AI-Hypercomputer / xpk

xpk (Accelerated Processing Kit, pronounced x-p-k,) is a software tool to help Cloud developers to orchestrate training jobs on accelerators such as TPUs and GPUs on GKE.
Apache License 2.0
81 stars 23 forks source link

Add xpk inspector #80

Closed Obliviour closed 8 months ago

Obliviour commented 8 months ago

Features

python3 $XPK inspector ... prints out debug information related to kueue, jobset, workload, gke cluster , gke node pools, and cloud console. It exports all the info needed to debug workload failures to a file to debug with.
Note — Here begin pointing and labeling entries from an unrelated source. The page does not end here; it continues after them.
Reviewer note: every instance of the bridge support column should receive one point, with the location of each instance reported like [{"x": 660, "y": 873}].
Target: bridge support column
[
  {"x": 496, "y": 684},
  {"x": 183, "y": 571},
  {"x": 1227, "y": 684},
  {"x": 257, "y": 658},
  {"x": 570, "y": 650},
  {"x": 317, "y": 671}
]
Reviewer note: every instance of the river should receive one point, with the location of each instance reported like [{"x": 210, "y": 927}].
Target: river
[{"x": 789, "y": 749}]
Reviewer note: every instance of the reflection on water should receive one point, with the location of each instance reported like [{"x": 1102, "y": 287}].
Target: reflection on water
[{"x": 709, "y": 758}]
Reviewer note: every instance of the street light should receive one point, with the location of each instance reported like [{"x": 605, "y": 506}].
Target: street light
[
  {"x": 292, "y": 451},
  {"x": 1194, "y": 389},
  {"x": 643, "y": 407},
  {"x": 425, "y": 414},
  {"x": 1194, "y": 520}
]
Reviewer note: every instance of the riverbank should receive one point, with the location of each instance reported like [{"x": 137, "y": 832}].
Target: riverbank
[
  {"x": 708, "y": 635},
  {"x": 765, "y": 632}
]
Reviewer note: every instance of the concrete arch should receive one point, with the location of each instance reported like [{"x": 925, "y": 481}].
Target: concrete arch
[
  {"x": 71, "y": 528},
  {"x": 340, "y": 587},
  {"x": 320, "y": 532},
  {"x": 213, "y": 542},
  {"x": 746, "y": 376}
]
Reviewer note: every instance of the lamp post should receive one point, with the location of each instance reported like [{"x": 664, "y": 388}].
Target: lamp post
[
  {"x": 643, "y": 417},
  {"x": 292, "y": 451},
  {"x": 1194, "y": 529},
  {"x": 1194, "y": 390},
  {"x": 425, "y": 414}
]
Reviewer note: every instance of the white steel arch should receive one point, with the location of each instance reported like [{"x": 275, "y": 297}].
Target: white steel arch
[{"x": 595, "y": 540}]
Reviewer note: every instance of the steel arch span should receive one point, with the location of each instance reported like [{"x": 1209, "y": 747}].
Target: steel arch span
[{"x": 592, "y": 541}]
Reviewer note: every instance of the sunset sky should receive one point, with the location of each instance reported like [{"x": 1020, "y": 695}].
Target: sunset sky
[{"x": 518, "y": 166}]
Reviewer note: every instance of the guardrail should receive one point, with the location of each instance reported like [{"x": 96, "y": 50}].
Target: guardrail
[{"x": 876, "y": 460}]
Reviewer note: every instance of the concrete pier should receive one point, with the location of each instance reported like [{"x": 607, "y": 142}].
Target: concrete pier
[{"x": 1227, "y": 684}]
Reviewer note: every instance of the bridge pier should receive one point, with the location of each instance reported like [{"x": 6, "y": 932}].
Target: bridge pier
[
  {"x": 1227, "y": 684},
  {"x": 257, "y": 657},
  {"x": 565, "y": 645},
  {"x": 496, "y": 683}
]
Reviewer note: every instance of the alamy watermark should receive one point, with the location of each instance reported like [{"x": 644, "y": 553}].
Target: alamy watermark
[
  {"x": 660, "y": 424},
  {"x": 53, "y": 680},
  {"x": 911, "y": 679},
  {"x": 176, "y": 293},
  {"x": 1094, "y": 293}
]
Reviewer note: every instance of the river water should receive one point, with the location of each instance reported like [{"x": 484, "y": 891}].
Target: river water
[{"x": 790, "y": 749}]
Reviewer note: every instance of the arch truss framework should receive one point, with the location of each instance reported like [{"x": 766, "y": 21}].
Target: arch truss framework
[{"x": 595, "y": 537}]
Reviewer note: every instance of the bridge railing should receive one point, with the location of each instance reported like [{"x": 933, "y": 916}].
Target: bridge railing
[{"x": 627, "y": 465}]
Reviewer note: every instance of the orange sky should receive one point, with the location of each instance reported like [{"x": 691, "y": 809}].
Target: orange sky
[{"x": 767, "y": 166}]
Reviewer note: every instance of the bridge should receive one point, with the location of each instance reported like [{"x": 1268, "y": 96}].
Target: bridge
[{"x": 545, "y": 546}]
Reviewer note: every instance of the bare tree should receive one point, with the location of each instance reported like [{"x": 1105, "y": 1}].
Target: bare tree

Users can investigate the lawyer file and also share the lawyer file with experts to quickly allow investigations to uncover failures.

Testing / Documentation

Ran the following commands:

python3 $XPK inspector --cluster $CLUSTER_NAME --print-to-terminal --project $PROJECT --zone $ZONE --workload vbarr-4-slice-test7-29

python3 $XPK inspector --cluster $CLUSTER_NAME --print-to-terminal --project $PROJECT --zone $ZONE

python3 $XPK inspector --cluster $CLUSTER_NAME --project $PROJECT --zone $ZONE

SurbhiJainUSC commented 8 months ago

Looks good to me. Minor fix in PR description: Replace print-to-console with print-to-terminal.